03- Statistics Techniques#

# Dependencies

# Standard Dependencies
import os
import numpy as np
import pandas as pd
from math import sqrt

# Visualization
from pylab import *
import matplotlib.mlab as mlab
import matplotlib.pyplot as plt
import seaborn as sns

# Statistics
from statistics import median
from scipy import signal
from math import factorial
import scipy.stats as stats
from scipy.stats import sem, binom, lognorm, poisson, bernoulli, spearmanr
from scipy.fftpack import fft, fftshift

# Scikit-learn for Machine Learning models
from sklearn.linear_model import LogisticRegression
from sklearn.model_selection import train_test_split

# Seed for reproducability
seed = 12345
np.random.seed(seed)


# Read in csv of Toy Dataset
# We will use this dataset throughout the tutorial
df = pd.read_csv('../data/toy_dataset.csv')

Table of contents#

Linear regression #

Linear Regression can be performed through Ordinary Least Squares (OLS) or Maximum Likelihood Estimation (MLE).

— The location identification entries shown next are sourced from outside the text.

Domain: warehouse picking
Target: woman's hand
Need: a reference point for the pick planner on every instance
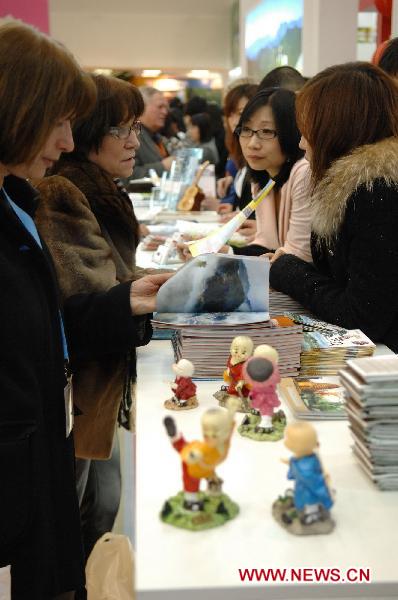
(183, 251)
(228, 214)
(249, 230)
(225, 208)
(223, 184)
(143, 293)
(210, 203)
(273, 256)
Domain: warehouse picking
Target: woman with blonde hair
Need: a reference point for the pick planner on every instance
(41, 89)
(88, 222)
(347, 115)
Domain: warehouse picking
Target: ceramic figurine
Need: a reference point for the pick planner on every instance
(261, 374)
(191, 508)
(304, 510)
(241, 350)
(184, 390)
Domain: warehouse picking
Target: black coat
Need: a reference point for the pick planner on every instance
(353, 281)
(39, 514)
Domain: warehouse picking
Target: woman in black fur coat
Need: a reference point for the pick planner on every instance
(348, 116)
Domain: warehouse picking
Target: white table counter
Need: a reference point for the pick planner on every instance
(174, 564)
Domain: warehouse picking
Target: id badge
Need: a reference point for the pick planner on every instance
(68, 397)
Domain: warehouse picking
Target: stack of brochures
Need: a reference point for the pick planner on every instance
(216, 297)
(314, 398)
(208, 347)
(326, 348)
(281, 303)
(371, 386)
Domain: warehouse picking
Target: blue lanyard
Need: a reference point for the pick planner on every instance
(30, 226)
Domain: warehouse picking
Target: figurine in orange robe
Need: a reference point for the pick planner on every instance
(200, 458)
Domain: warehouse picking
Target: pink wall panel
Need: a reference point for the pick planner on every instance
(34, 12)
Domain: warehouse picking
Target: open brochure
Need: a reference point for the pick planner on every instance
(314, 397)
(216, 289)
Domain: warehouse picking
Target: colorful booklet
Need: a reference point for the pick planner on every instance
(314, 397)
(215, 240)
(216, 289)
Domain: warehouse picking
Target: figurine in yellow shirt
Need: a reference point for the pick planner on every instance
(200, 458)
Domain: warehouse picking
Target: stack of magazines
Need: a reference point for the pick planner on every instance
(216, 297)
(280, 303)
(208, 347)
(314, 398)
(326, 348)
(371, 386)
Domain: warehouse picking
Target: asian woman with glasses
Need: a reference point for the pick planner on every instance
(40, 535)
(348, 117)
(88, 221)
(269, 138)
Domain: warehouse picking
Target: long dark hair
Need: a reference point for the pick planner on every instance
(344, 107)
(202, 121)
(282, 103)
(231, 101)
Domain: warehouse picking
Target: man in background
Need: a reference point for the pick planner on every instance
(152, 154)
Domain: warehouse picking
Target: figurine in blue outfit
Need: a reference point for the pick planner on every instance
(306, 509)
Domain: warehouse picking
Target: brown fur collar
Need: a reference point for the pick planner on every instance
(108, 203)
(361, 167)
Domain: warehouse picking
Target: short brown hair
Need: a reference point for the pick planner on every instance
(118, 101)
(231, 101)
(344, 107)
(40, 83)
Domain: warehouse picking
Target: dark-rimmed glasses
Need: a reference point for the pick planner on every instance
(122, 132)
(262, 134)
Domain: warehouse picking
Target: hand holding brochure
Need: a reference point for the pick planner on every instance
(216, 289)
(215, 240)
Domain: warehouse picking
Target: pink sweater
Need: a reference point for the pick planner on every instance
(292, 228)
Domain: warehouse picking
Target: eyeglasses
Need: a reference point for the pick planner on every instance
(262, 134)
(122, 133)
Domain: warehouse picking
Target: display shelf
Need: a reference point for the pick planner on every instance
(178, 564)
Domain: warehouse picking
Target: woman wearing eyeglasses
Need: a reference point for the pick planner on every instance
(88, 222)
(348, 118)
(269, 138)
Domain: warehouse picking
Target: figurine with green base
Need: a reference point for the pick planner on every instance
(306, 509)
(241, 349)
(261, 374)
(191, 508)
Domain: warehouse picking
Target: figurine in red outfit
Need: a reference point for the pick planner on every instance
(241, 350)
(184, 390)
(262, 374)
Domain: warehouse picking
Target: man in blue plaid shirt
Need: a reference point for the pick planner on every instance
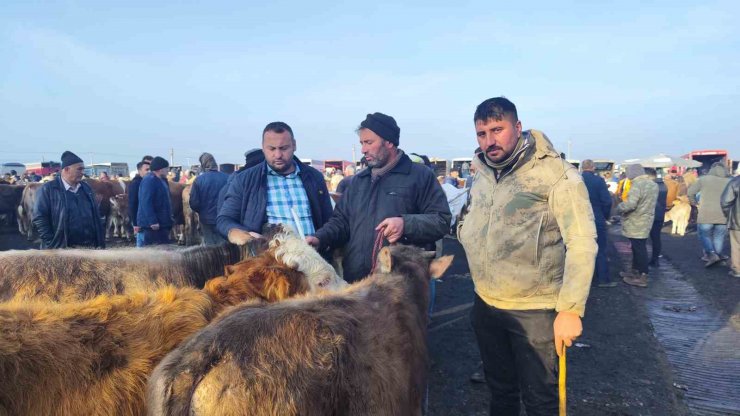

Most Python libraries use OLS to fit linear models.

# Generate data
x = np.random.uniform(low=20, high=260, size=100)
y = 50000 + 2000*x - 4.5 * x**2 + np.random.normal(size=100, loc=0, scale=10000)

# Plot data with Linear Regression
plt.figure(figsize=(16,5))
plt.title('Well fitted but not well fitting: Linear regression plot on quadratic data', fontsize='xx-large')
sns.regplot(x, y)
/home/ubuntu/Documents/Projects/msci_data/.venv/lib/python3.9/site-packages/seaborn/_decorators.py:36: FutureWarning: Pass the following variables as keyword args: x, y. From version 0.12, the only valid positional argument will be `data`, and passing other arguments without an explicit keyword will result in an error or misinterpretation.
  warnings.warn(
<AxesSubplot:title={'center':'Well fitted but not well fitting: Linear regression plot on quadratic data'}>
../../../_images/6d80edd9557a3d9cecc5b2899ef6ad6416e03b3404f221a82175462e883c7611.png

Here we observe that the linear model is well-fitted. However, a linear model is probably not ideal for our data, because the data follows a quadratic pattern. A polynomial regression model would better fit the data, but this is outside the scope of this tutorial.

We can also implement linear regression with a bare-bones approach. In the following example we measure the vertical distance and horizontal distance between a random data point and the regression line.

For more information on implementing linear regression from scratch I highly recommend this explanation by Luis Serrano.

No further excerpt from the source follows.